Protesters Barred From Cheney's West Point Speech


WHITE PLAINS - A federal appeals court on Friday denied an organization permission to stage an antiwar demonstration on Saturday on the grounds of the United States Military Academy at West Point, where Vice President Dick Cheney is to deliver the commencement address.

The court said the mere presence of the vice president does not turn West Point into a public forum and is not an "open invitation" to about 1,000 protesters who had hoped to march onto the campus. 0526 02

The Army refused permission, a federal judge in White Plains agreed, and on Friday the United States Court of Appeals for the Second Circuit refused to issue a preliminary injunction that would allow the march.

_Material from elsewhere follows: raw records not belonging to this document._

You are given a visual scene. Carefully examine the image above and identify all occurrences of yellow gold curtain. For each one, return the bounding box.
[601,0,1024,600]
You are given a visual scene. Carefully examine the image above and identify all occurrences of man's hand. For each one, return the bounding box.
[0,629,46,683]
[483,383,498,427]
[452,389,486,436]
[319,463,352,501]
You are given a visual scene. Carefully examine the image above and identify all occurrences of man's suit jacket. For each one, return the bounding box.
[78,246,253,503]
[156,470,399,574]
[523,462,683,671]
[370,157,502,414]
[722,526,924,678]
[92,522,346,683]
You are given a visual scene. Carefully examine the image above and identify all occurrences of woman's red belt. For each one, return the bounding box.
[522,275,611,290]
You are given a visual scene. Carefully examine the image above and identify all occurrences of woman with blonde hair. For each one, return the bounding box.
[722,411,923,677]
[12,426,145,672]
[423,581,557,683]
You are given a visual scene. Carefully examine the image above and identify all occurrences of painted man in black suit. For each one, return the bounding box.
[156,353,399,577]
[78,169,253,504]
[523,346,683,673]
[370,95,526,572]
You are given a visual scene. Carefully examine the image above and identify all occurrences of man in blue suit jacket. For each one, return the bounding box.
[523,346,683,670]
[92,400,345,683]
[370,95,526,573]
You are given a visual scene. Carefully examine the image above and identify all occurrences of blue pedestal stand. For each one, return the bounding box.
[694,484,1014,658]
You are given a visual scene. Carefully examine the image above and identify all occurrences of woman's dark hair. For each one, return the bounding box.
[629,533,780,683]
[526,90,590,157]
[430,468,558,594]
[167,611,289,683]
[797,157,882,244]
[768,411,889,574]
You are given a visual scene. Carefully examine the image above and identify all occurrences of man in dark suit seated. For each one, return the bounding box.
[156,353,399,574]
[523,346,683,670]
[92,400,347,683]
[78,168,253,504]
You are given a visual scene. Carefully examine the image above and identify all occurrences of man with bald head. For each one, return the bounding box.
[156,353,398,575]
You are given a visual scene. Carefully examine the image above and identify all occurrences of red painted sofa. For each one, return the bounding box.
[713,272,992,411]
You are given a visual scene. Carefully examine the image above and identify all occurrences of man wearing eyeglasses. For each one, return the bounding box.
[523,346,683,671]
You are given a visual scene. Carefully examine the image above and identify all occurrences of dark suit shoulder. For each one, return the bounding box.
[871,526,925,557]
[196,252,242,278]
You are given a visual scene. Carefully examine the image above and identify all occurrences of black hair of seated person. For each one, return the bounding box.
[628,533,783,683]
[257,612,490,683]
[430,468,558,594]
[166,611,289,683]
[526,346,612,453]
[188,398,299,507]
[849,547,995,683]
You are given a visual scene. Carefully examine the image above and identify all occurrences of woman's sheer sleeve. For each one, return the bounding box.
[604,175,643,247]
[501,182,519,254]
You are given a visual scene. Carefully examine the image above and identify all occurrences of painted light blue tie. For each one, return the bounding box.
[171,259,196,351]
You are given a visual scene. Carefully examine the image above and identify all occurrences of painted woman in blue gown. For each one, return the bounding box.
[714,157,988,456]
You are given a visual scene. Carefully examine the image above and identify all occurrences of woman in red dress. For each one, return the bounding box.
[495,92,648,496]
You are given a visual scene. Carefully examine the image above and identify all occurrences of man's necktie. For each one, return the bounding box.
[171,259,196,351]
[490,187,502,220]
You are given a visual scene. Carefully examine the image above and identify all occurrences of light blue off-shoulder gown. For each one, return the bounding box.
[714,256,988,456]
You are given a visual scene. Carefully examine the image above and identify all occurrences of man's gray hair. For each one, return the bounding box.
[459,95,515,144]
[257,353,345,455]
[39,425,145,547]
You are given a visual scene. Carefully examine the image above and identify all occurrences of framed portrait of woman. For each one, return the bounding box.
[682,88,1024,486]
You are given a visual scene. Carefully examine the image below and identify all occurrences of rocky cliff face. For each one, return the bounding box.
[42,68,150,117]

The group, the Democratic Alliance of Orange County, and several individuals contended that Mr. Cheney would probably speak in support of the war in Iraq, and they should be allowed to express an opposing view. But the three-judge panel disagreed, saying the protesters had misunderstood the way the First Amendment applies inside a military base.

"Although the vice president is a political figure, he is also an incumbent official in the United States government," the court wrote. "As such, his mere presence on campus to address members of the United States military on their graduation day does not convert the West Point campus into a public forum; nor does it serve as an open invitation for 1,000 or more outsiders to engage in freewheeling and potentially distracting (if not disruptive) acts of political expression."

The protesters' lawyer, Stephen Bergstein, said the military was given too much respect. "No other institution in our society enjoys the deference that the military establishment enjoys," Mr. Bergstein said. "There are things you can't do in our society, and protesting at a military institution is one of them. It's a shame because they invite Cheney and he can say whatever he wants."

Besides the constitutional issue, the court agreed with the Army that it had legitimate security concerns.